The guidance goes on to say that no other costs may be charged to patients even if authorized by state law. (That includes: no labor costs for reviewing the record request, searching for and compiling responsive materials,etc.)
The guidance states that even though the rules allow “the limited fee described above, covered entities should provide individuals who request access to their information with copies of their PHI free of charge, [especially in cases of financial need]. Providing individuals with access to their health information is a necessary component of delivering and paying for health care.” (Emphasis supplied.) (That’s something I’ve been saying for a long time. Between payment for health care services and the incentive programs underwriting EHR adoption, providers have been paid enough to permit them to deliver copies of records to patients without charge.
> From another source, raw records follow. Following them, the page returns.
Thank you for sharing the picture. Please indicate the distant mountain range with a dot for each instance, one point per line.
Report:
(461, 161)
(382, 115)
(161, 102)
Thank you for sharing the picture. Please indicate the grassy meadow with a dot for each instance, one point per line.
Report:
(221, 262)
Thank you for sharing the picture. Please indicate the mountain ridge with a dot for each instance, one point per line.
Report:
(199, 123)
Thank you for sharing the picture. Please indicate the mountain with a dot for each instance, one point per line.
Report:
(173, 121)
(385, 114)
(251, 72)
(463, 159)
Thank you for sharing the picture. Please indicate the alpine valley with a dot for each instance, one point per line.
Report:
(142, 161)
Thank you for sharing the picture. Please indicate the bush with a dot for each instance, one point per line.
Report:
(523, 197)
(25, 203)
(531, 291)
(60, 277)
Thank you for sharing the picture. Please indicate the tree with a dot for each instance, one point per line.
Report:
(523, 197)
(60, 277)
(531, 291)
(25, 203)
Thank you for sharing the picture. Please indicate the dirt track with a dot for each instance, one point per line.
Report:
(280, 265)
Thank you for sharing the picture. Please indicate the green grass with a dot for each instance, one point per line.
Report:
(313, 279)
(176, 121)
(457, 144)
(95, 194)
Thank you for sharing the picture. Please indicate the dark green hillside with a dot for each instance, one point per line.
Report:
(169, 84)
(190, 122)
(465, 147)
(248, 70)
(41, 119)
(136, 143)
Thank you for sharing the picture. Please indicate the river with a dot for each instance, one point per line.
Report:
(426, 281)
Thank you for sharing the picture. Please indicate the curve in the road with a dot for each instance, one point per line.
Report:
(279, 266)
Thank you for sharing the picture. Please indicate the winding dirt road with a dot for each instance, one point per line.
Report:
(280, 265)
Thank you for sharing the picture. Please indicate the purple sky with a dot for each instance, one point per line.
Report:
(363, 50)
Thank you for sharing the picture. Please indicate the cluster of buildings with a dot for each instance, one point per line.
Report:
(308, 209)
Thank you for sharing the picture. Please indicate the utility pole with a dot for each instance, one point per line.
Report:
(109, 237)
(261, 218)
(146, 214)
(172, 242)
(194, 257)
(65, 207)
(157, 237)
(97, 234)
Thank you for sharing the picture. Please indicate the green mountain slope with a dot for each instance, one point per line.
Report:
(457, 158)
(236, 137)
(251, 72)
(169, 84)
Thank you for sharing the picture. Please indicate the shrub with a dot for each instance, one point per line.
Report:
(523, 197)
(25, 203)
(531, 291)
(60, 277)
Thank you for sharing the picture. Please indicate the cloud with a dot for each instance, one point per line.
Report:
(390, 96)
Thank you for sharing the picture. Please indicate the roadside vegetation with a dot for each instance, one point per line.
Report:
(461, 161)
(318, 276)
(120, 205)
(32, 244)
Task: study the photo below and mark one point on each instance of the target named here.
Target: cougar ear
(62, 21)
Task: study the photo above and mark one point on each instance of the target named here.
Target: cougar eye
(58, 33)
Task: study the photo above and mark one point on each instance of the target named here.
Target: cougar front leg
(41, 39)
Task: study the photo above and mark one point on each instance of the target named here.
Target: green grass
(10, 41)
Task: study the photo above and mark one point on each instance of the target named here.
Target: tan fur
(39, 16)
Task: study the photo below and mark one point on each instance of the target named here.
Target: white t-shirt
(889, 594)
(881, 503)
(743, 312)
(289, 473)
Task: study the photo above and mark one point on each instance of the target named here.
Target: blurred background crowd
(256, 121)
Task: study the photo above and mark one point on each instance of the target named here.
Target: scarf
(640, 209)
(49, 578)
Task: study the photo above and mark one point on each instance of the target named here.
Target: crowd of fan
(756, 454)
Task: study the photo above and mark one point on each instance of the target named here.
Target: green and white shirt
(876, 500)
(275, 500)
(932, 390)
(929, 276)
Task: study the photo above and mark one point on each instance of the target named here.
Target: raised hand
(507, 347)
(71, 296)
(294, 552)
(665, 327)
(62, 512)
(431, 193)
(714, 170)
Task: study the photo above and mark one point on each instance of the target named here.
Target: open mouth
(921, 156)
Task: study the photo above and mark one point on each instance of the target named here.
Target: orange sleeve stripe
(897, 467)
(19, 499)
ONC rulemaking has hinted that once we have APIs running Health IT, copying records should be cost and charge free, and OCR here also notes “that as technology evolves and processes for converting and transferring files and formats become more automated, we expect labor costs to disappear or at least diminish in many cases.”)
Finally, the guidance offers specifics on calculating reasonable costs for copies of health records: (1) actual costs (limited to the actual costs necessary to fulfill the actual request), (2) average costs (typical permissible labor cost, plus actual cost of media and postage if any) or (3) a flat fee of $6.50 per record.
The twin announcements of the Precision Medicine Initiative and the HIPAA enforcement posts and guidance emphasize the government’s decision to cotinue down a path — on its own, and as a prod to other actors in the public and private sectors — to harness “big data” to solve big problems in healthcare, while ensuring all the while that the data used in the process is maintained in a secure and private manner, and making sure that patients have a seat at the table through equal access to patient data and control of patient data.